Corse allora e andò da Simon Pietro e dall’altro discepolo, quello che Gesù amava, e disse loro: «Hanno portato via il Signore dal sepolcro e non sappiamo dove l’hanno posto!».
Pietro allora uscì insieme all’altro discepolo e si recarono al sepolcro. Correvano insieme tutti e due, ma l’altro discepolo corse più veloce di Pietro e giunse per primo al sepolcro. Si chinò, vide i teli posati là, ma non entrò.
Giunse intanto anche Simon Pietro, che lo seguiva, ed entrò nel sepolcro e osservò i teli posati là, e il sudario – che era stato sul suo capo – non posato là con i teli, ma avvolto in un luogo a parte.
Allora entrò anche l’altro discepolo, che era giunto per primo al sepolcro, e vide e credette. Infatti non avevano ancora compreso la Scrittura, che cioè egli doveva risorgere dai morti.

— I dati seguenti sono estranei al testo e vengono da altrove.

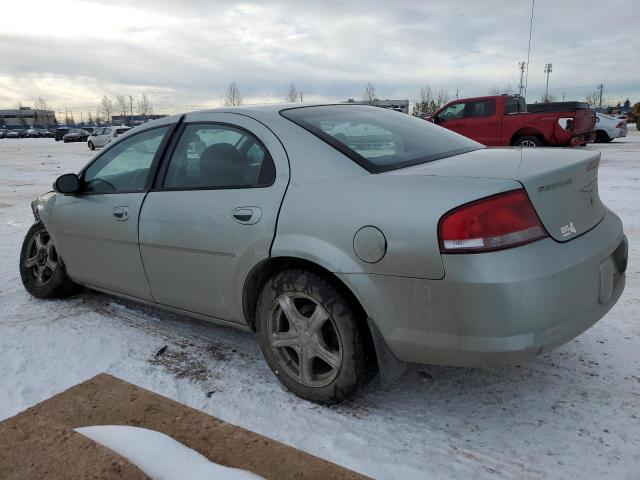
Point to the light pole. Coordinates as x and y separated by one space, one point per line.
521 86
548 68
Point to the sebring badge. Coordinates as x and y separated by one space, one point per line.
567 230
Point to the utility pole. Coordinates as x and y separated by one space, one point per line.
521 86
548 68
601 88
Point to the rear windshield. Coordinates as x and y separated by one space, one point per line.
378 139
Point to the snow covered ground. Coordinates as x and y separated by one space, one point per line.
573 413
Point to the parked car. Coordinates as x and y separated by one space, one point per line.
16 133
422 246
60 133
75 135
609 128
102 136
505 120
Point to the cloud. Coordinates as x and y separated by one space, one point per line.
184 54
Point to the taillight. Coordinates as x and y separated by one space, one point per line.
500 221
566 123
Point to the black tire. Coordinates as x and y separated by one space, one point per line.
602 137
349 345
527 141
55 283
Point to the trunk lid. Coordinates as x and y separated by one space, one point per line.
561 183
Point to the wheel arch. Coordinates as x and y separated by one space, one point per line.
260 274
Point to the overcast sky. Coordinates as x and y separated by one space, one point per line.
184 53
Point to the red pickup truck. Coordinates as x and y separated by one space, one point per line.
505 120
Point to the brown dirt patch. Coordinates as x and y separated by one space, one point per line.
40 442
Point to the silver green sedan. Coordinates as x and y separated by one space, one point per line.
350 239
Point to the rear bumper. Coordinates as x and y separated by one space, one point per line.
500 307
581 139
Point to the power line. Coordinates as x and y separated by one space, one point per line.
526 81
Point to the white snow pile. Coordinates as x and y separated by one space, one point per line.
160 456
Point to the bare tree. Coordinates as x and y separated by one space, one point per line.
20 115
144 107
106 108
442 98
292 94
369 94
68 118
498 90
122 104
593 98
233 97
422 106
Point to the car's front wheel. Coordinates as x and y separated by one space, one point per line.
41 268
310 337
528 141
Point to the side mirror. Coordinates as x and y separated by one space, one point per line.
68 183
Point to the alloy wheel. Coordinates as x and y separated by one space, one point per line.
304 339
42 258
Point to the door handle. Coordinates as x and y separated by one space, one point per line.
121 213
247 215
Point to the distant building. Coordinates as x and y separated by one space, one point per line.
137 119
397 105
27 117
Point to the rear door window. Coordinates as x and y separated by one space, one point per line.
210 156
452 112
482 108
379 139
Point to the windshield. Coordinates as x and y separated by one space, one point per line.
378 139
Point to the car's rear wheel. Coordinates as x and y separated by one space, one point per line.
311 337
602 137
41 269
527 141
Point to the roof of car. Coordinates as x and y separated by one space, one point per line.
274 108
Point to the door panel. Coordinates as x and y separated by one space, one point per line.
96 230
198 244
97 247
481 122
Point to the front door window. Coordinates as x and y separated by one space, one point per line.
124 167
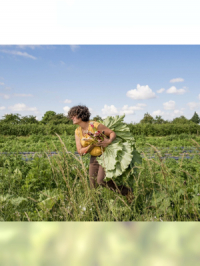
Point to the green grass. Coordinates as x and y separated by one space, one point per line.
57 189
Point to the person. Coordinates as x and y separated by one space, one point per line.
80 115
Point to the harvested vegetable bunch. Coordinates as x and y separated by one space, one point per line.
96 136
120 156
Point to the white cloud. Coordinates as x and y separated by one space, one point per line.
24 54
74 47
21 107
67 101
109 110
176 80
141 93
66 109
141 104
127 110
5 96
157 113
178 112
174 90
169 105
161 90
193 105
22 95
28 46
8 96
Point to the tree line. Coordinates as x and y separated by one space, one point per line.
51 123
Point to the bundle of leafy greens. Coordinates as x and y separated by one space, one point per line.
121 155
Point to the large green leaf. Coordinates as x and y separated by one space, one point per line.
109 158
121 154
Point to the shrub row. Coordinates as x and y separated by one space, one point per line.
164 129
138 129
29 129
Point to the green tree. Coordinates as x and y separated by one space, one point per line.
11 119
147 119
60 119
195 118
97 118
47 117
180 120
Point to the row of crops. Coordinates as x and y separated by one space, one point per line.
56 188
136 129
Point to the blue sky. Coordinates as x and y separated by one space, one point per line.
109 79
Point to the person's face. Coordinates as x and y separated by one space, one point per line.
76 120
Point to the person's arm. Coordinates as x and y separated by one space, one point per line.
82 150
109 133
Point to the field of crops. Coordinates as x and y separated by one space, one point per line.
41 179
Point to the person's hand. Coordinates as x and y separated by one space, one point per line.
103 143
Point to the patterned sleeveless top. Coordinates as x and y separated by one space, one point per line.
96 151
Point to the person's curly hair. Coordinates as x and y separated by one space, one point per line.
81 111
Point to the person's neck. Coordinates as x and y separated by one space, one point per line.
84 125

La Pasqua si annuncia correndo. Il Vangelo di questa domenica, con la corsa della Maddalena, di Pietro e del discepolo che Gesù amava, è un invito a lasciarti sconvolgere, scomodare, entusiasmare. Immagina la scena: è ancora buio, è notte. Tutto sembra immobile. Maria Maddalena, affranta, va al sepolcro con il buio nel cuore. Il suo Gesù è morto, chiuso in una tomba. Tutto appare senza senso.
Ma arrivando al sepolcro vede la pietra tolta. E tutto cambia. Intuisce che qualcosa di sconvolgente è accaduto. Ecco il primo invito per te: fare Pasqua significa passare dall’immobilità del non senso allo stravolgimento della pietra tolta, che lascia entrare la luce. E nella luce tutto si rischiara. Maria corre da Pietro e dall’altro discepolo. E anche loro corrono. E mentre corrono, il loro cuore comincia a credere. Tu, per chi sei disposto a correre?
Corrono, credono…e trovano ordine. Pasqua è il passaggio dal disordine dei tuoi affetti, dalla confusione, all’ordine dell’amore: un amore che prima scompiglia e poi rimette tutto al suo posto. La Resurrezione è il fatto che ribalta ciò che pensavi fosse finito, fermo, morto. È il passaggio dall’amaro al dolce, dalla morte alla vita. È ciò che ti muove, ti fa piangere di gioia, ti fa correre, vedere, credere…e solo dopo capire.
Credi che tutta la tua storia sia innestata nella gioia della Risurrezione? In quella speranza certa che ti smuove e ti fa cantare il tuo Alleluia? Qual è, oggi, la tua Pasqua? Qual è l’evento che ti scuote e illumina il tuo buio?